Dans ce livre, « Lettres à Věra », on découvre un Karel Čapek fasciné par une jeune fille, qu'il appelle « mon amazone ». Il s'agit de Věra Hrůzová (1901-1979).
Avant d'écrire son roman « La guerre des salamandres », Čapek (1890-1938) était déjà un homme de lettres célèbre, alors que Věra faisait sa dernière année d'école de commerce.
Ils vont faire connaissance dans le salon littéraire privé d'une écrivaine en 1920 à Prague…
« Je dois vous voir. Si vous ne venez pas, ce sera terrible, je ne saurai quoi faire ».
Les lettres adressées par un des plus grands écrivains tchèques à cette jeune fille qui lui a fait tourner la tête, sont recueillies dans ce livre qui témoigne d'une passion aussi violente que compliquée… Pendant longtemps, non seulement les lecteurs ordinaires, mais aussi les spécialistes de Karel Čapek n'avaient pas la moindre idée de l'existence de cet amour secret de l'écrivain.
C'est Věra Hrůzová en personne, qui vers la fin de sa vie, a sorti du tiroir les lettres que Karel Čapek lui avait adressées. Au fur et à mesure de la lecture de ces courriers, datés du 27 décembre 1920 au 24 février 1931, c'est toute la personnalité et la destinée de Čapek que l'on découvre.

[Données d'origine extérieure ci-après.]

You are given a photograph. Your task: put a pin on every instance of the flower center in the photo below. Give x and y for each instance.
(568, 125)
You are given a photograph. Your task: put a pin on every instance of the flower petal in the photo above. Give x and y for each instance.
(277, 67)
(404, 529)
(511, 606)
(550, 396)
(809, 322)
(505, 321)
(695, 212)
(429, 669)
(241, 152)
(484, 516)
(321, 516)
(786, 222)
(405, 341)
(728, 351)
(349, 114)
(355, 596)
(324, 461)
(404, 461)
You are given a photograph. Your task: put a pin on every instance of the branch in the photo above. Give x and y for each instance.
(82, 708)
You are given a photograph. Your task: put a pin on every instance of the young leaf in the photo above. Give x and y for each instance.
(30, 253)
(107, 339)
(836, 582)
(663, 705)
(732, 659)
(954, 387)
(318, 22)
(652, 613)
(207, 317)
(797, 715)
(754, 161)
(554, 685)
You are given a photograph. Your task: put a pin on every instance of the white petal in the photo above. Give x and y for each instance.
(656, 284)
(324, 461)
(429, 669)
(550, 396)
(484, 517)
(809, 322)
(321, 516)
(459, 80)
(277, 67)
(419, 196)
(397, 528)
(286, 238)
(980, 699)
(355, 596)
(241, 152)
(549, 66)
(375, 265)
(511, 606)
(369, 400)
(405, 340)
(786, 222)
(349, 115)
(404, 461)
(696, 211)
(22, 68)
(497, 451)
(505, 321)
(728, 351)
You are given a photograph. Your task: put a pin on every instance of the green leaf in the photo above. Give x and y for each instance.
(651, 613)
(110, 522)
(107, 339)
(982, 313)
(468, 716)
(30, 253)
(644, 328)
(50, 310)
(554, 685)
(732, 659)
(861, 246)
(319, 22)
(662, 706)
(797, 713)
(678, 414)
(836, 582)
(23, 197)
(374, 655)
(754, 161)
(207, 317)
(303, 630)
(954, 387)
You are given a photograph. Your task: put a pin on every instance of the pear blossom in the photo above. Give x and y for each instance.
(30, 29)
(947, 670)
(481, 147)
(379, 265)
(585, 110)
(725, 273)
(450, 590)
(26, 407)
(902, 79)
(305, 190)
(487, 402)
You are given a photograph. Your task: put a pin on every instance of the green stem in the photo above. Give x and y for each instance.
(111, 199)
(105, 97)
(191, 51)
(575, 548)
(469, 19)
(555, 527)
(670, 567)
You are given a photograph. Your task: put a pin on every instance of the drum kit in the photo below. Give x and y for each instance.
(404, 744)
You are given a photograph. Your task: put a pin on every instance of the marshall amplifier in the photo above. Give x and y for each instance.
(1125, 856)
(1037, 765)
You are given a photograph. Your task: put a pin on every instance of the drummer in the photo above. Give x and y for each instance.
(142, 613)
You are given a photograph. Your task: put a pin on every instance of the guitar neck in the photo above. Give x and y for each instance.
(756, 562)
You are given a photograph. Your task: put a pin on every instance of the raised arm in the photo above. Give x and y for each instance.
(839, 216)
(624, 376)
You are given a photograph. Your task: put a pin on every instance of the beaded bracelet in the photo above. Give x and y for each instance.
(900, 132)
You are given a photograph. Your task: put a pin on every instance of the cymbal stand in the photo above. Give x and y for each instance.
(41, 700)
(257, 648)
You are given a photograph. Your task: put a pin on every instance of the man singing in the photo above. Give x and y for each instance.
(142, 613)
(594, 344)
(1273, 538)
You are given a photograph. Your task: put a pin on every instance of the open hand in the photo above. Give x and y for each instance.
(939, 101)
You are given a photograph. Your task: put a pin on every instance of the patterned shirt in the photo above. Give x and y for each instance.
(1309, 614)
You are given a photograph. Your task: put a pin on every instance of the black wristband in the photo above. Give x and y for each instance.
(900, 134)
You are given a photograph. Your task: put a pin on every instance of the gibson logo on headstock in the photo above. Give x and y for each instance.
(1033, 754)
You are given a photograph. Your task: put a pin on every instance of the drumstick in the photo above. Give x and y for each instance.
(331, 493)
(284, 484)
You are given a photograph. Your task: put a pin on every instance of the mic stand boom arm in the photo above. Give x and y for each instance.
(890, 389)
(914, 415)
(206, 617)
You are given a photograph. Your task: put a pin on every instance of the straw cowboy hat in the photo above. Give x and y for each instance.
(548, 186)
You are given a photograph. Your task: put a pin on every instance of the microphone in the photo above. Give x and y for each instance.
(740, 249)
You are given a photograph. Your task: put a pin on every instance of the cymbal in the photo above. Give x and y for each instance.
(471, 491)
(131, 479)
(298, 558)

Dans les premières années de leur relation, ses lettres commencent tour à tour ainsi : « Ma Věra très estimée »,
« Ma Věra unique », ou plus simplement « Chère Věra » et se terminent par : « Votre dévoué », « Votre serviteur »,
« Avec tous mes respects » « Bien à vous », « Bises », « Je vous embrasse, ma chère Věra », « Avec un grand amour ».
Ces premières lettres sont belles, pleines de passion et de désir, mais on remarque que les mots choisis sont tout en retenue, en délicatesse. Karel Čapek est pudique.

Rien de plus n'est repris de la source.